本発明の抗高血圧薬組成物は、薬学的に許容される添加剤をさらに含む。

【0012】

本発明の抗高血圧薬組成物において、Ｌ−アムロジピンの含有量は０．１〜３０重量％が好ましく、０．２５〜５重量％がさらに好ましく、インダパミドの含有量は０．０１〜５重量％が好ましく、０．０５〜２．５重量％がさらに好ましい。

【0013】

前記薬学的に許容される添加剤は、微結晶セルロース、アルファー化デンプン、乳糖、カルボキシメチルデンプンナトリウム、ステアリン酸マグネシウム、滑石粉、及びポリビニルピロリドン（ＰＶＰ−ｋ３０と略称）からなる群から選ばれる１種又は複数種である。

【0014】

本発明の抗高血圧薬組成物は、薬学的に許容される希釈剤、結合剤、崩壊剤、滑沢剤、着色剤、及び／又は調味剤をさらに含んでもよい。

【0015】

本発明の抗高血圧薬組成物は、錠剤やカプセルを含む経口製剤として製造されてもよい。前記錠剤は、糖衣やフィルムコートをかけても、かけなくてもよい。

【0016】

本発明の積極的で進歩的な効果としては、本発明は、Ｌ−アムロジピンとインダパミドとを併用投与して、互いに良好な相乗的な降圧効果を奏する。同等ひいてはそれ以上の降圧効果を達成させるとともに、Ｌ−アムロジピン及びインダパミドの投与量を低減することができる。また、低量のＬ−アムロジピンも、Ｌ−アムロジピンによるナトリウム・水貯留に起因する水腫の副作用を低減することができ、インダパミドの利尿性により、Ｌ−アムロジピンによるナトリウム・水貯留に起因する水腫の副作用をさらに低減することもできる。
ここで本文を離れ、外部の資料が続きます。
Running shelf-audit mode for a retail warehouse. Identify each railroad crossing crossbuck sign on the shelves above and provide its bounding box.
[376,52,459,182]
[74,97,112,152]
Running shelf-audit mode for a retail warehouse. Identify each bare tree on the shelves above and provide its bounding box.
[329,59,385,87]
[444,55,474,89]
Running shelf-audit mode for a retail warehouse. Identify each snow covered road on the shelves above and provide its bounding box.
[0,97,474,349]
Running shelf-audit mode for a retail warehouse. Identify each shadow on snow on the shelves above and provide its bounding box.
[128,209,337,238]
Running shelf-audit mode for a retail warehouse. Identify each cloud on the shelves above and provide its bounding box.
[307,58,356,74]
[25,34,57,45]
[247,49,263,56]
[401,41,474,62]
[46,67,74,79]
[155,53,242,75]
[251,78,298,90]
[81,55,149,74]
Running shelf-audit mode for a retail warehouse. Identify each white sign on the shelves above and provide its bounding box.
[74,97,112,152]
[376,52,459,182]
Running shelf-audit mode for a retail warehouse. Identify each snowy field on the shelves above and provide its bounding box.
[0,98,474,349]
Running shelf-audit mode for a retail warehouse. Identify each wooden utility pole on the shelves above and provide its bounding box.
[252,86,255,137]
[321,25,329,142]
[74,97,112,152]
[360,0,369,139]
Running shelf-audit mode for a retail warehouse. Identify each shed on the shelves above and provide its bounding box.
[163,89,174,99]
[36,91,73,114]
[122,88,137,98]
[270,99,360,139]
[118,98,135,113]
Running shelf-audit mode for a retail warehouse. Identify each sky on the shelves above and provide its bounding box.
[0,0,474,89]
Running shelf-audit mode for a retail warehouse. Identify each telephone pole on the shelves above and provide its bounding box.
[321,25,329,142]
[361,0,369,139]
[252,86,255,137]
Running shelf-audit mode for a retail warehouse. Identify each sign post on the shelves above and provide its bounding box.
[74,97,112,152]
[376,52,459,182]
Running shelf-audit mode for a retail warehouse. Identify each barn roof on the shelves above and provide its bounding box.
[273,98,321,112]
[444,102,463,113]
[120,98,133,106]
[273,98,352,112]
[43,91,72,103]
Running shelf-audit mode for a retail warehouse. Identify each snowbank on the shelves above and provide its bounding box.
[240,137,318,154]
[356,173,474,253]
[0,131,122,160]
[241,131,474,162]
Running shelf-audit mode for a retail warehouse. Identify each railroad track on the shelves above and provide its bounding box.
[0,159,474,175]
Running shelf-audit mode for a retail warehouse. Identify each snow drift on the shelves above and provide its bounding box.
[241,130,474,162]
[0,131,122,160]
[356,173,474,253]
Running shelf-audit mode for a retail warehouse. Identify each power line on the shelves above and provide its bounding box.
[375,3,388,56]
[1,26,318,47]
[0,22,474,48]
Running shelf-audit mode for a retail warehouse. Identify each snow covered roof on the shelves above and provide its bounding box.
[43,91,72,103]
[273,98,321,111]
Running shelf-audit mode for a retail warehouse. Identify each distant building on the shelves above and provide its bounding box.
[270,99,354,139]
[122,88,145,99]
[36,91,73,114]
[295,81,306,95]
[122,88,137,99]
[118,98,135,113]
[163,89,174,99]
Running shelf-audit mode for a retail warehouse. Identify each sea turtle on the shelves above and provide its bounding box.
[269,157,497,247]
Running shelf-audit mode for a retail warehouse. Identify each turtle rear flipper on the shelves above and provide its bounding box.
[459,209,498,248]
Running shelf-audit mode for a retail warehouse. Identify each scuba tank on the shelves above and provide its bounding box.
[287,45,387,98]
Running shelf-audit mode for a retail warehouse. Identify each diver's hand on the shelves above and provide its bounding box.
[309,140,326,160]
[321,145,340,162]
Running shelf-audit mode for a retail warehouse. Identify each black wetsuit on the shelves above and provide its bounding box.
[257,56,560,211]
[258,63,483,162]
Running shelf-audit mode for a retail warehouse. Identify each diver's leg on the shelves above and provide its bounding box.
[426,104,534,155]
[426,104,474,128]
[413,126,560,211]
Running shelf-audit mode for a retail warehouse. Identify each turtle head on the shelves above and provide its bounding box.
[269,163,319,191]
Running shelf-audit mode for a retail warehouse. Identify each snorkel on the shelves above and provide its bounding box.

さらに、低量のインダパミドも、インダパミドの糖代謝に対する干渉の副作用を低減することができる。

【発明を実施するための最良の形態】

【0017】

実施例１〜２ 複合錠剤
調製工程：Ｌ−アムロジピンベンゼンスルホン酸、インダパミド、微結晶セルロース、アルファー化デンプン、乳糖、カルボキシメチルデンプンナトリウムを乳鉢に投入して磨って均一に混合し、２０メッシュのふるいに通し、適量の９５％エタノールを加えて柔らかい素材を作製した後、２０メッシュのふるいで造粒し、４０℃で換気で乾燥した。乾燥した粒子を１６メッシュのふるいで整粒し、ステアリン酸マグネシウムを投入して均一に混合した後、打錠して得た。

【0018】

【表1】

【0019】

実施例３〜４ 複合カプセル
調製工程：Ｌ−アムロジピンベンゼンスルホン酸、インダパミド、微結晶セルロースを乳鉢に投入して磨って均一に混合し、２０メッシュのふるいに通し、適量の０．５％ＰＶＰ−ｋ３０エタノール溶液を加えて柔らかい素材を作製した後、２０メッシュのふるいで造粒し、４０℃で換気で乾燥した。乾燥した粒子を１６メッシュのふるいで整粒し、滑石粉を投入し、均一に混合した後、カプセルにそれぞれ封入して得た。

【0020】

【表2】

【0021】

効果実施例１ ラットによる降圧試験
実験方法：体重２００〜２４０ｇで健全な高血圧自然発症ＳＨＲラット雄雌各２５匹を採った。雌雄ラットを血圧のレベルによって５群に等分し（詳しい群分け方法を表３に示す。）、強制胃内投与した。血圧についてはラット用電子血圧計を利用し、テールカフ法により、ラットの覚醒かつ安静時の収縮期血圧を間接的に測定した。尾動脈収縮期血圧の測定は、投与前、投与１週後、２週後、３週後、４週後にそれぞれ行われた。

【0022】

【表3】

【0023】

実験結果：Ｌ−アムロジピン群、インダパミド群、複合低量群、複合高量群は、モデルブランク群と比べて有意な降圧作用を有している。複合低量群及び複合高量群は、Ｌ−アムロジピン群及びインダパミド群と比べて有意な降圧作用を有し、具体的な試験結果を表４に示す。また、水腫の副作用について、モデルブランク群、インダパミド群、複合低量群、複合高量群は、いずれも水腫現象が現れなかったのに対し、Ｌ−アムロジピン群は、１０％の水腫率が発生された。

【0024】

【表4】

【0025】

結論：Ｌ−アムロジピンとインダパミドとの複合剤は、Ｌ−アムロジピン及びインダパミドよりも良い降圧作用を有し、降圧効果において有意な差を有する。Ｌ−アムロジピンとインダパミドとの併用投与は、高血圧自然発症ラットに対してある程度の相乗作用を示し、両方の薬剤の単独投与による治療効果よりも優れる。また、併用投与は、ナトリウム・水貯留による水腫の副作用を引き起こしたことがない。